Final ZnBr2 (if no ZnCO3 fomeed) is 3.50 g ZnBr2/molar mass ZnBr2 = mols ZnBr2.
Then (ZnBr2) = mols ZnBr2/L solution = mols ZnBar2/0.300 L = ?
Then final (Br^-) is twice that of ZnBr2.
To calculate the final molarity of bromide anion in the solution, we need to determine the number of moles of zinc bromide and the resulting moles of bromide anion.
1. Calculate the number of moles of zinc bromide:
- Given mass of zinc bromide = 3.50 g
- Molar mass of zinc bromide = atomic mass of Zn + 2 * atomic mass of Br
= (65.38 g/mol) + 2 * (79.90 g/mol) = 224.18 g/mol (rounded to 2 decimal places)
- Moles of zinc bromide = mass / molar mass
= 3.50 g / 224.18 g/mol = 0.0156 mol (rounded to 4 decimal places)
2. Calculate the volume of the potassium carbonate solution:
- Given volume of the solution = 300.0 mL = 0.300 L
3. Calculate the moles of bromide anion present in the solution after the reaction:
- The reaction between zinc bromide and potassium carbonate produces zinc carbonate and potassium bromide:
ZnBr2 + K2CO3 -> ZnCO3 + 2KBr
- The stoichiometric ratio is 1:2 for ZnBr2:KBr. Therefore, the moles of bromide produced is twice the moles of zinc bromide used.
- Moles of bromide anion = 2 * moles of zinc bromide = 2 * 0.0156 mol = 0.0312 mol (rounded to 4 decimal places)
4. Calculate the final molarity of bromide anion in the solution:
- Molarity (M) is defined as moles of solute divided by liters of solution:
Molarity = moles of solute / volume of solution
- Volume of solution = 0.300 L (given)
- Final molarity of bromide anion = moles of bromide anion / volume of solution
= 0.0312 mol / 0.300 L = 0.104 M (rounded to 3 decimal places)
Therefore, the final molarity of bromide anion in the solution is 0.104 M.

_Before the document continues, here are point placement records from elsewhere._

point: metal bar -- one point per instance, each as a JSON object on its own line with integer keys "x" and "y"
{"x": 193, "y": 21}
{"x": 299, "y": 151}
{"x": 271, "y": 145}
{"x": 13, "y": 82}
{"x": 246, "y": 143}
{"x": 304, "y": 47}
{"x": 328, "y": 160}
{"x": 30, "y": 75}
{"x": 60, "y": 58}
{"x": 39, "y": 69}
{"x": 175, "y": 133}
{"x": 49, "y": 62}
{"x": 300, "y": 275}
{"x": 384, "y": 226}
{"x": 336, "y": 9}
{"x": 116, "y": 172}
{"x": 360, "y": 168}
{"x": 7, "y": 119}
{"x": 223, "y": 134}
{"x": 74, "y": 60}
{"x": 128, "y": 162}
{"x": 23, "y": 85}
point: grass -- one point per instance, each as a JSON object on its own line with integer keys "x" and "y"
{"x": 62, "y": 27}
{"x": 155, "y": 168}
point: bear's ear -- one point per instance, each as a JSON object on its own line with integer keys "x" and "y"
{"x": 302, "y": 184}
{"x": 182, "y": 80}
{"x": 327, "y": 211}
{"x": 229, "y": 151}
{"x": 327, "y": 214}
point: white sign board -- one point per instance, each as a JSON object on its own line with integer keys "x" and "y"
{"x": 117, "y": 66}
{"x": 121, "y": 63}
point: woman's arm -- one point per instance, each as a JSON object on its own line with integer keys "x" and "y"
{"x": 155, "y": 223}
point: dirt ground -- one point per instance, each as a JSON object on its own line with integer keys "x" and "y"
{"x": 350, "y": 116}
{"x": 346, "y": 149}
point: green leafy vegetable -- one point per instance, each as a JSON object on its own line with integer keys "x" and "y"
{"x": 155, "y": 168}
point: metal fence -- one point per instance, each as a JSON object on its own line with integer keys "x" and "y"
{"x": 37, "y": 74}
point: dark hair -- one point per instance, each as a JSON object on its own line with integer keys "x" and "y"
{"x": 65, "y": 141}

To calculate the final molarity of bromide anion in the solution, we need to consider the stoichiometry of the reaction between zinc bromide (ZnBr2) and potassium carbonate (K2CO3). The reaction can be written as:
ZnBr2 + K2CO3 -> ZnCO3 + 2KBr
From the balanced equation, we can see that for every 1 mole of ZnBr2, we get 2 moles of KBr. This means that the number of moles of bromide anion (Br-) produced is twice the number of moles of ZnBr2.

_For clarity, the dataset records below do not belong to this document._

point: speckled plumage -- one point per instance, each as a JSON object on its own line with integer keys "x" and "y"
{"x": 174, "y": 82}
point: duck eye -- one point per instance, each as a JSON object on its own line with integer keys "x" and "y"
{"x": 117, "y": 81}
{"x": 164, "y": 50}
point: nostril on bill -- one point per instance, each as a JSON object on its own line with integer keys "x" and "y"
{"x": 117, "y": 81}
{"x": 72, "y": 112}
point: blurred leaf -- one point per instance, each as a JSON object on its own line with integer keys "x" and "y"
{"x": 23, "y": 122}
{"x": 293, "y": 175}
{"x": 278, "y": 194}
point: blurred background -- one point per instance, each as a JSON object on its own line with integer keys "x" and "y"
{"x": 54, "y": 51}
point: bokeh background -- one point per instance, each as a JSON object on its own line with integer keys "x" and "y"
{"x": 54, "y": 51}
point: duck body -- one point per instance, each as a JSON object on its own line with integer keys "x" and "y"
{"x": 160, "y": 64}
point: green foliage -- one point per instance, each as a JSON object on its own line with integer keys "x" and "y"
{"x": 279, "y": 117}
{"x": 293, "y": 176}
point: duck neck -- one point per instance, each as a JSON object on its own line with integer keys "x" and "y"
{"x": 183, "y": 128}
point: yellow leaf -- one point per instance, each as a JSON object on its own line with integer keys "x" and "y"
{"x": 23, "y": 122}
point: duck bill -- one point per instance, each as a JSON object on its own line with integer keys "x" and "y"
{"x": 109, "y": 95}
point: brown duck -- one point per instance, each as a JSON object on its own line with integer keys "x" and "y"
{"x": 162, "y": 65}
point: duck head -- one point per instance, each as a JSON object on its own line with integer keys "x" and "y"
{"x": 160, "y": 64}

1. Calculate the number of moles of ZnBr2:
We are given the mass of ZnBr2, which is 3.50 g. To find the number of moles, we divide the mass by the molar mass of ZnBr2 (which can be obtained from the periodic table). The molar mass of ZnBr2 is approximately 225.20 g/mol.
moles of ZnBr2 = 3.50 g / 225.20 g/mol
2. Calculate the number of moles of bromide anion:
As mentioned earlier, the number of moles of bromide anion is twice the number of moles of ZnBr2.
moles of Br- = 2 * moles of ZnBr2
3. Calculate the new total volume of the solution:
We are given that the initial volume of the solution is 300 mL. Since the volume of the solution does not change when the zinc bromide is dissolved in it, the final volume of the solution remains the same.
4. Calculate the final molarity of bromide anion:
Molarity is defined as moles of solute divided by the volume of the solution in liters. Here, the solute is the bromide anion (Br-) and the volume of the solution is 300 mL or 0.300 L.
Molarity (M) of Br- = moles of Br- / volume of solution in L
Now that we have all the necessary information, we can plug in the values into the formula to calculate the final molarity of bromide anion.